NEW YORK—It all started with so much promise. There was unseeded Peng Shuai, so compact and smoothly muscled that she looks far smaller than her officially listed height of 5’10”, bouncing around the court like a red rubber Super Ball. She was trading stinging groundstrokes with former No. 1 Caroline Wozniacki in today’s first U.S. Open semifinal in Arthur Ashe Stadium, and giving as good as she got.
Twice in the first set, Peng broke Wozniacki’s serve under the glaring sun, and twice the resurgent No. 10 seed broke right back. The humidity was brutal, the heat inescapable, and the feeling of suffocation was enhanced by the roughly 20,000 bodies who formed concentric rings rising higher and higher into a hazy New York sky the color of stainless steel.

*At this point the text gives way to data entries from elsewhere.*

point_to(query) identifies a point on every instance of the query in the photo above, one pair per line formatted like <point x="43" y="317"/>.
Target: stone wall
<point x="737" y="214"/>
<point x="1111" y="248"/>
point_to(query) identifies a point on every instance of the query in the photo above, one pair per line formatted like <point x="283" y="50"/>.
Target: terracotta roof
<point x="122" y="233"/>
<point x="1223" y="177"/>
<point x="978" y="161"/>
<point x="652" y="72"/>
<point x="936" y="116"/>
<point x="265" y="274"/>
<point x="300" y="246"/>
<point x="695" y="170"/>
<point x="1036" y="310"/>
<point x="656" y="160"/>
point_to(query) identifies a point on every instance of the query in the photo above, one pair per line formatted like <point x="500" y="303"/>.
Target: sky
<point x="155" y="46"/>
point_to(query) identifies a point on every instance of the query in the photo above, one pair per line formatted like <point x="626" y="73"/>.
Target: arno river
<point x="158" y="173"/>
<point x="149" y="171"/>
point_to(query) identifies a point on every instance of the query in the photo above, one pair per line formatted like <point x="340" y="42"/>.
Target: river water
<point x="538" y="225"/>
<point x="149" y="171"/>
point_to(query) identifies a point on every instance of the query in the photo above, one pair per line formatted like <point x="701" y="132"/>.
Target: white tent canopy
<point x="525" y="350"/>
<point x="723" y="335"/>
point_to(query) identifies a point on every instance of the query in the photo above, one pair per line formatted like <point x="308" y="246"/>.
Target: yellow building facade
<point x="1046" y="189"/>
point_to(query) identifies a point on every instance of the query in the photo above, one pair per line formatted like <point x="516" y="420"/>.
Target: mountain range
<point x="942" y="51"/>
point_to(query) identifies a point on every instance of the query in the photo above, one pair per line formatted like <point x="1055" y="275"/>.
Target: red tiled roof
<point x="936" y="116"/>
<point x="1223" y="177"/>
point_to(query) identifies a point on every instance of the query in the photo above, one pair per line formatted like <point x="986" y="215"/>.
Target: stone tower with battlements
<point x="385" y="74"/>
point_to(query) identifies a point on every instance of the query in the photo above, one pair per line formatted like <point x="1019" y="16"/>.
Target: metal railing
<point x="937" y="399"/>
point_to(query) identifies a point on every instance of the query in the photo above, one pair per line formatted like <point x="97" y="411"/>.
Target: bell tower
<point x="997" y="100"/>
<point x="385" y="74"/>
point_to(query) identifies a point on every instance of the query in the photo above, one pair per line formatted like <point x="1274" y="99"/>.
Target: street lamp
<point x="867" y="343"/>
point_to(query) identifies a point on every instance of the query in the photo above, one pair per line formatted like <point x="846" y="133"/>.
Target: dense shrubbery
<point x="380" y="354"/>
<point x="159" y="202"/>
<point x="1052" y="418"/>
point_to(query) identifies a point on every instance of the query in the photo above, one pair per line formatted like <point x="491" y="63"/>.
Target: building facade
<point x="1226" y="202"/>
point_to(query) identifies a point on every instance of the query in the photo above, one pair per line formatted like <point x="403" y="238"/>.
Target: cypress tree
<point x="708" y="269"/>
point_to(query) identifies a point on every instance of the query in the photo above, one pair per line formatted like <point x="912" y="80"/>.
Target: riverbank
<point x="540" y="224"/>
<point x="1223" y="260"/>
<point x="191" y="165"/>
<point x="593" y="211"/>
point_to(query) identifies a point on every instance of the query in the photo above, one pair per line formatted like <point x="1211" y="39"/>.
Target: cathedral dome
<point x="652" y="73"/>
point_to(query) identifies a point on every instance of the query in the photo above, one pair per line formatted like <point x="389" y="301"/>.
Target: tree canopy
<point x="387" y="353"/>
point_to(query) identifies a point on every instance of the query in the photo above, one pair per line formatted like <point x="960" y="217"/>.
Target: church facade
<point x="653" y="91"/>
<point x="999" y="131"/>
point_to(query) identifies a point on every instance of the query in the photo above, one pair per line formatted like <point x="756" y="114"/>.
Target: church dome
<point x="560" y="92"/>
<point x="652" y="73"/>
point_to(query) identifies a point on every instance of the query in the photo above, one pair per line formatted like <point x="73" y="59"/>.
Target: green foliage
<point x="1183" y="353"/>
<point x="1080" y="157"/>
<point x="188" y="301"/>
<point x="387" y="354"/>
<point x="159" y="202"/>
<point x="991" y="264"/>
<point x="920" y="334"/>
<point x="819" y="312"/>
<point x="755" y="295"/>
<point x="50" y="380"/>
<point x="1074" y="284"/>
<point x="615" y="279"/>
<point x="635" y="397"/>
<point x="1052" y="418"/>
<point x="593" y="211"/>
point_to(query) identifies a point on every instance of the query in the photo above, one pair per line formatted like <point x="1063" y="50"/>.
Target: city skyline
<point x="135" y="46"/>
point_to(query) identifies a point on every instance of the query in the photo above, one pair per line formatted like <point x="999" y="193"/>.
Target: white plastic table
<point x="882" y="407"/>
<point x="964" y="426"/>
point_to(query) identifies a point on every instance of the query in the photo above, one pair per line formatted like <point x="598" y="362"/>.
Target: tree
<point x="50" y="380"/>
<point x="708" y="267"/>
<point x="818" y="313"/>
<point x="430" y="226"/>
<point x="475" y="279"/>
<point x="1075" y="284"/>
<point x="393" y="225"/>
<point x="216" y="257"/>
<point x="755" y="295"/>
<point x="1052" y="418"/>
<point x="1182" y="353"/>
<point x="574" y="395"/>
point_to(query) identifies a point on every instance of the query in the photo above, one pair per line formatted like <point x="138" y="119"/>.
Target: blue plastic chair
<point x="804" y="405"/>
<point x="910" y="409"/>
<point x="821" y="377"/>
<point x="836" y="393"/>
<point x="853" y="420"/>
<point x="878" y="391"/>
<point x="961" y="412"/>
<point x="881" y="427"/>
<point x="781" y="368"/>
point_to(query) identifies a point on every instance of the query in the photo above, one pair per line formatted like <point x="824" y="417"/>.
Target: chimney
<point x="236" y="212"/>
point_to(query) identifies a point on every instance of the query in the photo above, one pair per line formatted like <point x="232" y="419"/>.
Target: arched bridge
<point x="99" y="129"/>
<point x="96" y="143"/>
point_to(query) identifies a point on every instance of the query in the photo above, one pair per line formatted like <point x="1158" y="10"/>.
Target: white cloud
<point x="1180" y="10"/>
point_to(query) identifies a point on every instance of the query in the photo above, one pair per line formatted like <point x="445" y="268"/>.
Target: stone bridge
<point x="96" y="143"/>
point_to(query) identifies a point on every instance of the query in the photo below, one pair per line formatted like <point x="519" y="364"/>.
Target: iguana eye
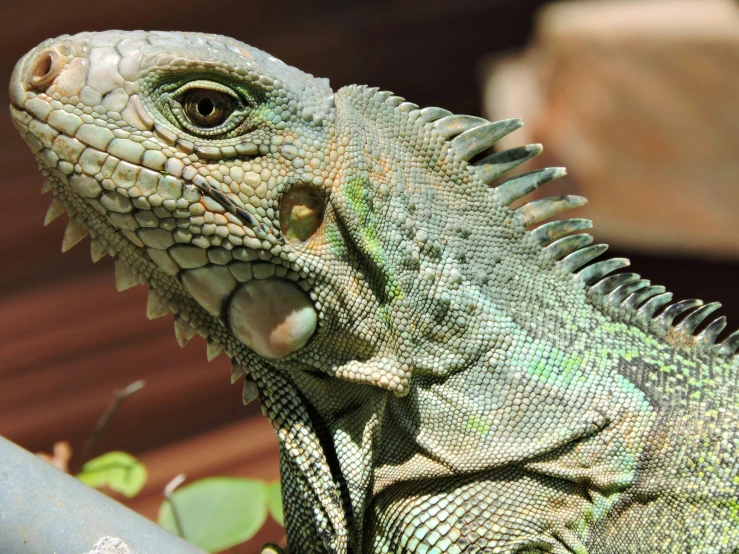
<point x="207" y="108"/>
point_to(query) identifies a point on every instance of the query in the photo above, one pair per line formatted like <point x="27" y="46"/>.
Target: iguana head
<point x="203" y="165"/>
<point x="287" y="225"/>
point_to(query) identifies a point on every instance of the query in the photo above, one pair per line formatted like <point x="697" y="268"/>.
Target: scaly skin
<point x="441" y="378"/>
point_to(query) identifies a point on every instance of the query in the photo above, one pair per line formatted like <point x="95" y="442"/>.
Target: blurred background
<point x="639" y="99"/>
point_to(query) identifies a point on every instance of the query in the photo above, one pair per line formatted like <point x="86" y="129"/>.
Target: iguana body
<point x="441" y="378"/>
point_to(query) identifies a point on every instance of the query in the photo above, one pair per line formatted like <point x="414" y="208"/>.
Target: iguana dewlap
<point x="443" y="376"/>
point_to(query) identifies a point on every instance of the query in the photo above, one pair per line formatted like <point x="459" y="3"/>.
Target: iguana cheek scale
<point x="445" y="373"/>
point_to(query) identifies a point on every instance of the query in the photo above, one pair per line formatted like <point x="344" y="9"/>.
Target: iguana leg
<point x="510" y="510"/>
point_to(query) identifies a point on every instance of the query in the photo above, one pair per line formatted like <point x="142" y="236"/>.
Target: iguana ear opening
<point x="301" y="212"/>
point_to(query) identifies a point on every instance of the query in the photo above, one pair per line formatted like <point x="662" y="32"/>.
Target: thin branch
<point x="168" y="490"/>
<point x="119" y="397"/>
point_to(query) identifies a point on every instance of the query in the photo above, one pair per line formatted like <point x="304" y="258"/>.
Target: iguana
<point x="445" y="373"/>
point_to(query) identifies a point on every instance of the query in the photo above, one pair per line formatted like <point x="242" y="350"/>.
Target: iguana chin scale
<point x="442" y="378"/>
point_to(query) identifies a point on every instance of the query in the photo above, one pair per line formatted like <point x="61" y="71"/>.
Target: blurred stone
<point x="640" y="100"/>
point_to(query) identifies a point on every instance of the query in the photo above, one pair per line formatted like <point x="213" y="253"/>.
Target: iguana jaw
<point x="143" y="206"/>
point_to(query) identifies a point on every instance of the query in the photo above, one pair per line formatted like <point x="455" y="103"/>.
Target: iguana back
<point x="441" y="377"/>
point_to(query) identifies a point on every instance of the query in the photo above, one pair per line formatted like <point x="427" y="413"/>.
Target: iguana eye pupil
<point x="207" y="108"/>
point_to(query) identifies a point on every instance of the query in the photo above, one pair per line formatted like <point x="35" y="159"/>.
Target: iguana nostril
<point x="44" y="69"/>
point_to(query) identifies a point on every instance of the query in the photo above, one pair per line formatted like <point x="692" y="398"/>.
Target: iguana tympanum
<point x="442" y="378"/>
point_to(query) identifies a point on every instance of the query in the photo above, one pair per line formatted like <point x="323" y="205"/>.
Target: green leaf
<point x="217" y="512"/>
<point x="274" y="502"/>
<point x="116" y="470"/>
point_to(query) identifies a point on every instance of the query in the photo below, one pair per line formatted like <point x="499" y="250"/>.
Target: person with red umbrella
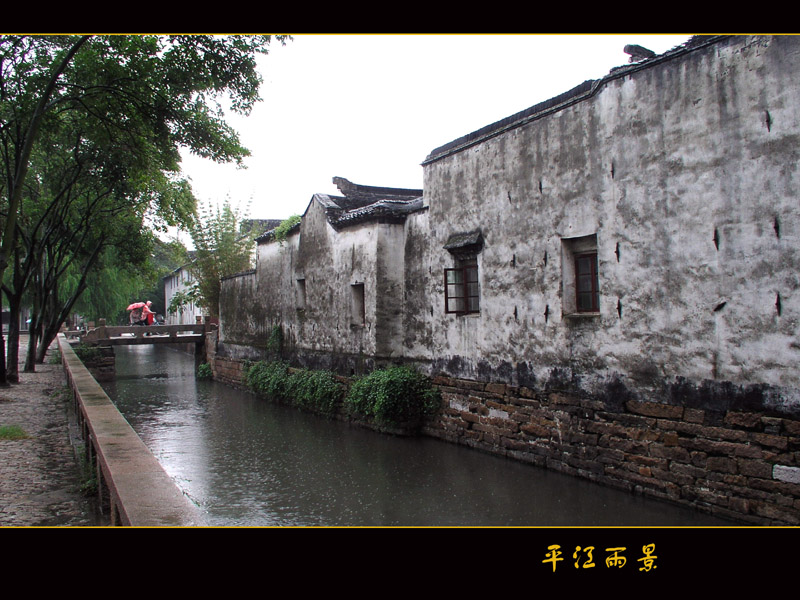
<point x="136" y="310"/>
<point x="147" y="314"/>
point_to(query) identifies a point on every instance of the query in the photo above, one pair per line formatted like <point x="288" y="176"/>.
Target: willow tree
<point x="150" y="95"/>
<point x="222" y="247"/>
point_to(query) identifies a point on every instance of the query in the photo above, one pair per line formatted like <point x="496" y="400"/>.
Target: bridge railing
<point x="177" y="333"/>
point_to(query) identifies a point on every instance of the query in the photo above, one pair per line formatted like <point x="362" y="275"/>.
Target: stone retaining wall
<point x="734" y="464"/>
<point x="132" y="483"/>
<point x="739" y="465"/>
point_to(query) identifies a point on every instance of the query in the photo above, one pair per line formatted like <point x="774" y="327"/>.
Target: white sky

It was brutal, and Wozniacki felt a special urgency to win the tiebreaker that would decide that first set. “Mentally it's hard,” Wozniacki would say later. “It's 30-degrees Celsius (86 Fahrenheit) out there. The heat rule is in. It's hot and humid. You lose the first set, and that's pretty devastating in your head. You have to play another two sets out there if you want to win.”
Impelled by that urgency, Wozniacki played a terrific tiebreaker, allowing Peng just one point. Up to this match in the tournament, Peng had held serve a remarkable 40 consecutive times. Yet Wozniacki had broken her twice in that first set, and scored a handful of mini-breaks in the tiebreaker as well.
“For me to get that first set under my belt was really great,” Wozniacki said. “ I felt good, and I was like, Okay, this is my match to take now.”